And just like that it was gone. As unexpectedly as it appeared 5 weeks ago, and turned my whole world upside down, like a midsummer storm, and just as I got used to an idea of being a mom of 8- all of sudden it was gone. ▪️
It started quite benignly on Sunday afternoon - I was suspicious, so I lay low. Every time I tuned into the baby all I heard was - I’m sorry, it’s not the time, I love you very much and I’ll promise to come back if you let me. h’oponopono, over and over. And “forgive yourself, let go, let go, let go.” Last night I awoke to feed my 1 yo and was in agony. Teeth chattering, fear running through my veins, loud “clopp” in a toilet bowl when I went to pee... my husband forced a neurophen into me and sent me to bed to rest. I kept panicking and planning to go the emergency.... I slept till the morning. Hospital visit full of blood tests, ultrasounds and scans ... to determine that even though I was definitely pregers, now it’s definitely over. 🔲
First time I’ve had a miscarriage I was 20 years old, my casual partner and I separated bc I told him I needed to be free and single and it was turning a tad too serious for me.
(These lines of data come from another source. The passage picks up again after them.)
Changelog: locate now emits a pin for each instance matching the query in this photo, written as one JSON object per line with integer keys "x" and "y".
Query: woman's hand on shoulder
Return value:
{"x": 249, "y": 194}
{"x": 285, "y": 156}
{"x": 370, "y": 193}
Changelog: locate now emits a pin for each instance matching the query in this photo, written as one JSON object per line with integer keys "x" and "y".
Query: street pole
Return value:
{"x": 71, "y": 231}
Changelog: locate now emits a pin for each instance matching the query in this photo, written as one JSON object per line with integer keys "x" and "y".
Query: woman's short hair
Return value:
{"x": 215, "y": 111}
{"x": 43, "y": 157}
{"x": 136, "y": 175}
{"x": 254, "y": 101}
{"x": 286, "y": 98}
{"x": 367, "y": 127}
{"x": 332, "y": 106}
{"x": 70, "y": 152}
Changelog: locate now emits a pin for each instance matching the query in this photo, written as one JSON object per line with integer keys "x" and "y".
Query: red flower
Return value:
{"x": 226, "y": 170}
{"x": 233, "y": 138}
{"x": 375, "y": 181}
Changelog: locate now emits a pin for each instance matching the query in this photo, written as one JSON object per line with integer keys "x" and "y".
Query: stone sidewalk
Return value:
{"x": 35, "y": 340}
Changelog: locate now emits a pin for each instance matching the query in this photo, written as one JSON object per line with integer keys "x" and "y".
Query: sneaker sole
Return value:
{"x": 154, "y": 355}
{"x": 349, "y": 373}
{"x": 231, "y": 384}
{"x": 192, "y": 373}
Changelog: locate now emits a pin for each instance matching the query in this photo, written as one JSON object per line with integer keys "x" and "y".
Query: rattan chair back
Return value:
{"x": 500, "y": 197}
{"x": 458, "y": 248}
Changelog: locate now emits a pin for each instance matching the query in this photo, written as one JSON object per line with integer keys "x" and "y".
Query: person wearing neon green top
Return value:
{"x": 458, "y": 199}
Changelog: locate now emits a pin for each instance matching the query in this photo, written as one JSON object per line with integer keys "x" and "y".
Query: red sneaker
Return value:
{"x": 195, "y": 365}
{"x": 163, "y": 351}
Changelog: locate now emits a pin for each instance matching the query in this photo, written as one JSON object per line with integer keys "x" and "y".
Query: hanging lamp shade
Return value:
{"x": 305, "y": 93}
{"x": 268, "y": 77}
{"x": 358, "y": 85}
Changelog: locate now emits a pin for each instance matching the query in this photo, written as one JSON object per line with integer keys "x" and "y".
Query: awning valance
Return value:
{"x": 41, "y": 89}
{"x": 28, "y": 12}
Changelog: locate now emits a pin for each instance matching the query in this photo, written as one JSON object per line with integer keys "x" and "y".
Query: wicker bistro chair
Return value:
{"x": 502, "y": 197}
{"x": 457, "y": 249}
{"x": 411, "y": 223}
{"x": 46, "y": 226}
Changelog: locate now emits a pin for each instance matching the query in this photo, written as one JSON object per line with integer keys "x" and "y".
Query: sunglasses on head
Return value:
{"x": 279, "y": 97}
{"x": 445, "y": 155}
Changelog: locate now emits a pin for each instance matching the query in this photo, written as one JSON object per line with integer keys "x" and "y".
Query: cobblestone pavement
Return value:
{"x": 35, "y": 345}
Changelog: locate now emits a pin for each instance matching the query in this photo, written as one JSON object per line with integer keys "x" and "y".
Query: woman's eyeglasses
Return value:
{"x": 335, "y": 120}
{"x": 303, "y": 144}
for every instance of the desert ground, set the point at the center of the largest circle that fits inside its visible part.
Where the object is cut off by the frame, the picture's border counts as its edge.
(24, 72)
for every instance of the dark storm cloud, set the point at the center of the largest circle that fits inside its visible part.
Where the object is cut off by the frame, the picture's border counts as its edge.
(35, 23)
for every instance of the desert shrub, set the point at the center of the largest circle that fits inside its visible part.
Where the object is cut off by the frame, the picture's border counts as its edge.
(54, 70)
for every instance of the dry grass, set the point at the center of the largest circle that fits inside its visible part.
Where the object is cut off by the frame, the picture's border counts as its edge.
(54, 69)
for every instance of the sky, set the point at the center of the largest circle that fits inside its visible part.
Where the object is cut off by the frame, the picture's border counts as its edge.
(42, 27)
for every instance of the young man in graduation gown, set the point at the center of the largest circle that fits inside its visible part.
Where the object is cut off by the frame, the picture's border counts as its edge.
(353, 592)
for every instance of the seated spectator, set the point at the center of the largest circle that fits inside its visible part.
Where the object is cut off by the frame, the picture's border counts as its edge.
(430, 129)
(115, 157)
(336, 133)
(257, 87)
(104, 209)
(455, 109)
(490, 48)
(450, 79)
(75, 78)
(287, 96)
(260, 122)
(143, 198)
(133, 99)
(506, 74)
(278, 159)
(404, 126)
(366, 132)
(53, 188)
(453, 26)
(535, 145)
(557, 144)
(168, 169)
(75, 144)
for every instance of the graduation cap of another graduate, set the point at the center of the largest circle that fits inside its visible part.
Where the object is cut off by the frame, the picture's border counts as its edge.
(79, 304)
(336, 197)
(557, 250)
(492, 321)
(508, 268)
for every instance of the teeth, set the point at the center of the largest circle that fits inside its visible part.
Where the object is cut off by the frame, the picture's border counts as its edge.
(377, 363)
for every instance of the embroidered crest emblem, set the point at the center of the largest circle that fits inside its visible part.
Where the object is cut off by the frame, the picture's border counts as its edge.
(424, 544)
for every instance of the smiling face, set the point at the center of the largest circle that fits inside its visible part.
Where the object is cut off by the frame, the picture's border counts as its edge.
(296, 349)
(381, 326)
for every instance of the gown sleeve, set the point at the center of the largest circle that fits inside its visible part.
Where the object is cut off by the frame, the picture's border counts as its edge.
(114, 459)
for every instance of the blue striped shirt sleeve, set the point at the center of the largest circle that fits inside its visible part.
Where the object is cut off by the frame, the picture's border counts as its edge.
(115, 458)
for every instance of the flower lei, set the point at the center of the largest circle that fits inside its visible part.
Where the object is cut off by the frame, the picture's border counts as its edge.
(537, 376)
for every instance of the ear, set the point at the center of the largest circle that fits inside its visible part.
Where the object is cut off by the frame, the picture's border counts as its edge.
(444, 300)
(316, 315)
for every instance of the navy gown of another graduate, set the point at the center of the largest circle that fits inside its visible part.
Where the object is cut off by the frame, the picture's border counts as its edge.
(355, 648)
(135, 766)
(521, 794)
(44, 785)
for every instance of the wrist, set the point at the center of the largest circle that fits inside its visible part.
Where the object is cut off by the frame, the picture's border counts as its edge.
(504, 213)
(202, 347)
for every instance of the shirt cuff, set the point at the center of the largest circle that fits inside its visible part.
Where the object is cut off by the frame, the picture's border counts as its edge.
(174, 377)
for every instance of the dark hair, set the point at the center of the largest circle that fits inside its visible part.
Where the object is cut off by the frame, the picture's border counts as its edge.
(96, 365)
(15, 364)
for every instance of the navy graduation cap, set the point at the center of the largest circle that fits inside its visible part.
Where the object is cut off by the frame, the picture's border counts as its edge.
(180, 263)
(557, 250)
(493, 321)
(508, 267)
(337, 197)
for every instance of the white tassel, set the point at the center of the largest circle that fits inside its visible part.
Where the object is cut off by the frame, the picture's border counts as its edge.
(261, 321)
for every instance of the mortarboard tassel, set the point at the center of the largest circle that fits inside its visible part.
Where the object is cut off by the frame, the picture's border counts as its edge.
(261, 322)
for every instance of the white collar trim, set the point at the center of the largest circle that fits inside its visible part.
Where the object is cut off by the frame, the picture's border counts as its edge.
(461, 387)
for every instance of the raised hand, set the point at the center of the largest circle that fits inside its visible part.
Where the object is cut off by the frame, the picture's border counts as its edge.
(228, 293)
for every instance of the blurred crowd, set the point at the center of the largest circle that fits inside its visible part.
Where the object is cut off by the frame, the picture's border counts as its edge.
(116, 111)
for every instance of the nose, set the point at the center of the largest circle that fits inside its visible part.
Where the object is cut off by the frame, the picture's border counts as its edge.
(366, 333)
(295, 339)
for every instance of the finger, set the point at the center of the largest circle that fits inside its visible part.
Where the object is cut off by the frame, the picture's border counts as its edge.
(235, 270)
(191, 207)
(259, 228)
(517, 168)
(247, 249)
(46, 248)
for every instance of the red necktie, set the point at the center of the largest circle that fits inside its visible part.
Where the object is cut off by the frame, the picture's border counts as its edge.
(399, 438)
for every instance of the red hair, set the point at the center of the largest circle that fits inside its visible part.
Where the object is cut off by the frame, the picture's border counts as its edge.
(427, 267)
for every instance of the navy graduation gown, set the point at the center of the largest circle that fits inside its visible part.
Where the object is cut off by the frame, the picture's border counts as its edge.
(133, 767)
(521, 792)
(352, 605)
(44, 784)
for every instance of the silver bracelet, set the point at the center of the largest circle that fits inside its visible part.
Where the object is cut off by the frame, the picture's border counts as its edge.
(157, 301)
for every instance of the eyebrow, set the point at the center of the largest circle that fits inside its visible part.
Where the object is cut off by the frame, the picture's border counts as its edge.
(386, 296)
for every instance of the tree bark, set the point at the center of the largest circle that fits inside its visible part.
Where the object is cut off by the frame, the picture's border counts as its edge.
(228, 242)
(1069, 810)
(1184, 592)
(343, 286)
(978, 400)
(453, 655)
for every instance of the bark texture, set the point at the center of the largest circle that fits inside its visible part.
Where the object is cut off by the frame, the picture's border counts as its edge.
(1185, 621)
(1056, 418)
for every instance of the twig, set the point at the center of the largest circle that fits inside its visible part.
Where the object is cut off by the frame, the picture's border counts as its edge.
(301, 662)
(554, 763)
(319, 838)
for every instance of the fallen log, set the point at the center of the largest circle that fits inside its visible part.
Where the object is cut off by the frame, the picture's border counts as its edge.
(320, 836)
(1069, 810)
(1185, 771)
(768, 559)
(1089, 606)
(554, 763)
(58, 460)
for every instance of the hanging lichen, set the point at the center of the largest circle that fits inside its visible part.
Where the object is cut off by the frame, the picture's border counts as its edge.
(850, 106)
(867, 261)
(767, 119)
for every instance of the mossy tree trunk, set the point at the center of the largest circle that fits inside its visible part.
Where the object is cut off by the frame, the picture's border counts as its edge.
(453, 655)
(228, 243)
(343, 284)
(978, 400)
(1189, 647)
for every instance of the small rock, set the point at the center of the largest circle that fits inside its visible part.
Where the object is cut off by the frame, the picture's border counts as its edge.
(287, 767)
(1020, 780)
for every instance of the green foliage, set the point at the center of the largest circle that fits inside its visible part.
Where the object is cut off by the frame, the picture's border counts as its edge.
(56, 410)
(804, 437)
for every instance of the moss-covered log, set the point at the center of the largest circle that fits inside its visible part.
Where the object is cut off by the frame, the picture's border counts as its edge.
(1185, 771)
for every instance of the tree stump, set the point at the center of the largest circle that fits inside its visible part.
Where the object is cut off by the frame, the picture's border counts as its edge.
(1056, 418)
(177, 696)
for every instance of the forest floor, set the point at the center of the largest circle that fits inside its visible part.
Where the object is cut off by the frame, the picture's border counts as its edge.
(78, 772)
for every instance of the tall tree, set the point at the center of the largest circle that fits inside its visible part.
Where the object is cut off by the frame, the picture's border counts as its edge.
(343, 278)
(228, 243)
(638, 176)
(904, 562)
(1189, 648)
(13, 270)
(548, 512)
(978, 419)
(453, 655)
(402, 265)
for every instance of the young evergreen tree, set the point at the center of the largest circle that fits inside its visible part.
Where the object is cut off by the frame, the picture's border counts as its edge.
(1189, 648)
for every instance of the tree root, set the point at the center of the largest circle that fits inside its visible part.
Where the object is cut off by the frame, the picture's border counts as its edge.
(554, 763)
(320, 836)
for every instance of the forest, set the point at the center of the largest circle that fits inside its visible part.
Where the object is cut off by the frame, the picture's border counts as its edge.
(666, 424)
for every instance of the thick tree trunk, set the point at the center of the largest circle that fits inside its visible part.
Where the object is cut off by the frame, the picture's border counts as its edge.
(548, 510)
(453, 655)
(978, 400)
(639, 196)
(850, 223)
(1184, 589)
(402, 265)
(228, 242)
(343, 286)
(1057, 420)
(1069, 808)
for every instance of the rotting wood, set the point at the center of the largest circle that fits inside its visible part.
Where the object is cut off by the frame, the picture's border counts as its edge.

Then one week later I discovered where my balls lay. I prayed for a miscarriage, I waited for it. I rejoiced in it as it meant no need for an abortion. Then I suffered. Emotionally and physically. I was alone, my family had no clue, my ex boyfriend- as supportive as he was, was also in shock and too busy contemplating the results of his unprotected actions... I lay in pain for days and by the time he dragged me to the hospital it was all over too. ▪️
I am pondering these two experiences. My new status, all over again. These is sense of peace, as well as sadness of loss. I’m aware it’s a taboo topic so I’m talking about it openly.